The office hummed on without her. Lila's footsteps echoed in the empty hallway as she carried Adrian's coffee, her heart still hammering from the abrupt attention. Normally, her presence went unnoticed—a shadow, a whisper, a name forgotten by the end of the day. But today… today had changed everything.

Adrian watched her from his desk, fingers drumming. The moment she'd left, he had felt it: a shift in the air, a pull he had spent years convincing himself was imaginary. He told himself it was nothing—an anomaly, a fluke, a mild irritation at best. And yet, every movement she made seemed to carve through the steel walls he had built around himself.

Lila returned quietly, balancing the coffee and a small plate of biscuits. "Here, sir," she said, voice steady despite the tremor in her hands.

He glanced up. "Sit." The word was abrupt, heavy with authority, yet beneath it lay a tension that even he couldn't name.

She hesitated. No one had ever been summoned like this in his office. Yet something in the way he studied her, the subtle furrow in his brow, made her obey. She perched on the edge of the chair, careful not to spill anything.

For a long moment, neither spoke. Adrian's gaze lingered on the tilt of her head, the faint flush on her cheeks, the quiet determination in her eyes. He forced himself to look away, focusing instead on the papers in front of him, though he knew he wouldn't read them.

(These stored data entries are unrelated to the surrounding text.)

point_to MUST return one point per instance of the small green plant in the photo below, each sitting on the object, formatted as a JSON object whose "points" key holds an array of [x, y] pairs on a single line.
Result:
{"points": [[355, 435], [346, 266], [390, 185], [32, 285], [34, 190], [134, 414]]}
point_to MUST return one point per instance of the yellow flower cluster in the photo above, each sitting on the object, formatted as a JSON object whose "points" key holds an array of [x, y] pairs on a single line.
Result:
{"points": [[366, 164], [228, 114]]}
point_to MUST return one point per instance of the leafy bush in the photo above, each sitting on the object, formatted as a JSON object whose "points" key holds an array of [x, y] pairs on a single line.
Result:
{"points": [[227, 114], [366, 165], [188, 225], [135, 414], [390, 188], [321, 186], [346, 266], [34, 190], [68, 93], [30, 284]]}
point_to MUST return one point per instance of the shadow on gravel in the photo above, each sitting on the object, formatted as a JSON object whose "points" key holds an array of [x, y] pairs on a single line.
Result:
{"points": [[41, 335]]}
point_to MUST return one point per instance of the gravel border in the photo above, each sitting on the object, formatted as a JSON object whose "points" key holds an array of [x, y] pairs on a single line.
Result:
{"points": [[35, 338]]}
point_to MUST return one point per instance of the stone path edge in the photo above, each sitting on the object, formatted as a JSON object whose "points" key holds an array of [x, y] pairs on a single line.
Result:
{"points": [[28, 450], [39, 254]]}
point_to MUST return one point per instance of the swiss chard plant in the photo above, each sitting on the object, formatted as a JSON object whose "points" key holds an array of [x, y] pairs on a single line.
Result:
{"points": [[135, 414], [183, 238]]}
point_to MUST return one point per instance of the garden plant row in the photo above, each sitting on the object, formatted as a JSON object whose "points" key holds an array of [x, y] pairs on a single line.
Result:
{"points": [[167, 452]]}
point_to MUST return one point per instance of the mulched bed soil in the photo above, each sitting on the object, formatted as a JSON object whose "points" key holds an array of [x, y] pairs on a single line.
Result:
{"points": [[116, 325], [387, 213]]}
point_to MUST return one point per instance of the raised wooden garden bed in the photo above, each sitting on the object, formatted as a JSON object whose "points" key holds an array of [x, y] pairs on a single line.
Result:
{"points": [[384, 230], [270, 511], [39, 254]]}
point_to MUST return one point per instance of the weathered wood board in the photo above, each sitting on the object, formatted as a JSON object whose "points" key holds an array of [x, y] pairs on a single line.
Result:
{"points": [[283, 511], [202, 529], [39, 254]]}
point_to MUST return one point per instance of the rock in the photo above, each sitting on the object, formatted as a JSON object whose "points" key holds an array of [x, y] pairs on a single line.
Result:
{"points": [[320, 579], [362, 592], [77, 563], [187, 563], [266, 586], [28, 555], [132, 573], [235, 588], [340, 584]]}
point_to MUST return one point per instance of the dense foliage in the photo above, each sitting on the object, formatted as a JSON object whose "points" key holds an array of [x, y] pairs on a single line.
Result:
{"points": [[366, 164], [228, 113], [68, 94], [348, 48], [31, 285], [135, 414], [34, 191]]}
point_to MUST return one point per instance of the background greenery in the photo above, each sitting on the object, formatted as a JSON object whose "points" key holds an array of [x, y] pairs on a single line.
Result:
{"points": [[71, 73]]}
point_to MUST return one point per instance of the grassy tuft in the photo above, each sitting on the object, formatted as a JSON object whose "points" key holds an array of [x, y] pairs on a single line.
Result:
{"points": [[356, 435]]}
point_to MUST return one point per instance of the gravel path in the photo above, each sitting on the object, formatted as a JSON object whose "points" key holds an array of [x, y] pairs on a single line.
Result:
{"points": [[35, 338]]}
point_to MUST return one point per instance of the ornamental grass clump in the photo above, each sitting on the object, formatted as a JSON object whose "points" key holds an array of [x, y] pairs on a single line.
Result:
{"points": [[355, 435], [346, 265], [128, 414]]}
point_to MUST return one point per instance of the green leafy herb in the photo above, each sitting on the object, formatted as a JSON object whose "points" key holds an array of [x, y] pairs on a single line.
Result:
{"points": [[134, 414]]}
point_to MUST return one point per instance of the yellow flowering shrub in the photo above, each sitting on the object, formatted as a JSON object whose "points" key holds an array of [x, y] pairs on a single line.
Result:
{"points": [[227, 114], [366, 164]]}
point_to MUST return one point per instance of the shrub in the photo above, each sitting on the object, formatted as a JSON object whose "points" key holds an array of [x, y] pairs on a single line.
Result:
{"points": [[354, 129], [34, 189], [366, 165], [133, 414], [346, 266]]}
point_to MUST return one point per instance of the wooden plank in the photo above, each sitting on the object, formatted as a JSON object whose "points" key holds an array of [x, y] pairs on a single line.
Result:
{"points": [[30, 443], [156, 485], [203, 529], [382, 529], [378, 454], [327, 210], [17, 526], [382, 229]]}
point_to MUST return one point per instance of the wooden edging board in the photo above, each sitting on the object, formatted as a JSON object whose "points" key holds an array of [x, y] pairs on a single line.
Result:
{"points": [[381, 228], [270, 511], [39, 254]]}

Finally, he asked, low and precise: "Why do you do it? Why go through all the trouble to keep things… tidy?"

Lila blinked. She had expected scolding, perhaps even dismissal—not a question. Her voice wavered, but she found courage in the sincerity of his curiosity. "I… I like things to be right. Orderly. It… makes me feel… safe, sir."

Adrian's jaw tightened. Safe. That word, so simple, carried weight he hadn't realized he missed. His world had been one of contracts, boardrooms, and control—but never safety. Never softness. Never… her.

"You think the world is messy?" he asked, leaning forward slightly, tone almost conversational for the first time in years.

"Yes, sir. But I try to make my corner… neat," she said, a small smile breaking through, timid yet real.

Something inside him stirred—annoyance, fascination, something dangerously close to admiration. He cleared his throat, leaning back. "You have courage," he said, blunt and strange in his delivery. "Most people wouldn't look at me like that. Wouldn't even dare."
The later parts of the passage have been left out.